Posting this here for other people to find. I had significant issues with package loss on my GL.iNet MT1300 router. Imagine you're doing a ping -c 50 to your first hop and 20-40% just drops out, usually in small batches. E.g. package 1,2,3 arrives 4,5 disappear, 6,7,8 arrives and so on.
It turned out my ISP is actively making some sort of decision based on the MAC address of the device!
Changing my MAC to a well known large chipset maker made all my problems disappear like snow before the sun.
I can speculate as to what exactly is happening, but I can't influence that and I doubt they'd care if I'd inform them. Either way, if you are experiencing weird package loss which you don't have when connecting e.g. a laptop directly then it might that your ISP is the culprit and not you, nor any of your OpenWRT settings.
The long story for those who are bored and want to read something:
I have a very simple cable modem (DOCSIS) which can only bridge. I used to have a regular x86 computer behind it that did firewall and so much more, with other OpenWRT devices behind that for WiFI. It's a good idea to just have a dedicated piece of hardware as the entry point for your Internet connection and not a jack of all trades machine. After all, you mess up and other_people will complain that there's no Internet (uh oh). So, I looked around and settled on the MT1300 for various reasons. Sometimes it takes a while for devices to arrive, hence I started off with a raspberry 2b I had lying out figuring it would make an easy copy paste while I figured out everything I wanted to run off of it. That device started off with weird package loss. It's using a ethernet over USB as second port, maybe it's the USB bus going idle. Nope, maybe it's the power then? Nope, maybe it's the cabling close to the adapters that's causing crosstalk? Nope. Well.. I gave up on that waited it out for the MT1300 to arrive (while my favourite streaming service hiccuped away and any voice calls became staccato).
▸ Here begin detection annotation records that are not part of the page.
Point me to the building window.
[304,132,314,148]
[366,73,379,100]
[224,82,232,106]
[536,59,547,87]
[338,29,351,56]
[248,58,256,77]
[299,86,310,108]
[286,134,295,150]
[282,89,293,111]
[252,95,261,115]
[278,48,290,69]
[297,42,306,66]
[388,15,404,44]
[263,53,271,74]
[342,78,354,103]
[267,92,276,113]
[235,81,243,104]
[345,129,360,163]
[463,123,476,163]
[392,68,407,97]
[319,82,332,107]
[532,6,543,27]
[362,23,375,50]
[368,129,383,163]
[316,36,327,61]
My MT1300 arrived, copied config and almost the same problem. My ping times were better, but I still had package loss! Well, you think it must be a problem then with the coaxial cabling right? Got technicians over, nothing, clear perfect cable signal. Well then it had to be the cable modem, borrowed a test modem and wow - good connection. The test modem was a fancy router doing NAT, WIFi and so on.
I get myself a new dumb cable modem, identical to the one I though had crapped out and ... nothing. Identical problems. At that moment I had already spent quite a bit of time wasted in frustration and I was running out of ideas. I joined the OpenWRT IRC channel and one person gave me some really good ideas. For instance, double checking that the packages get sent out using tcpdump-lite (they did). Running a computer directly on the WAN port making sure that there was nothing wrong there either. When all was said and done the only real difference between a direct connection from computer to the cable modem and a connection to the MT1300 was... the MAC. I mean, I even considered things like EEE (Energy Efficient Ethernet), link layer properties and so on.
Changed the MAC and lo and behold! Part of me was flabbergasted, part of me was fuming because of all the lost time and effort on something that turned out to be a non-issue.
Either way, I would like to thank the people who helped me bounce ideas off them and who gave me some really good ideas to consider!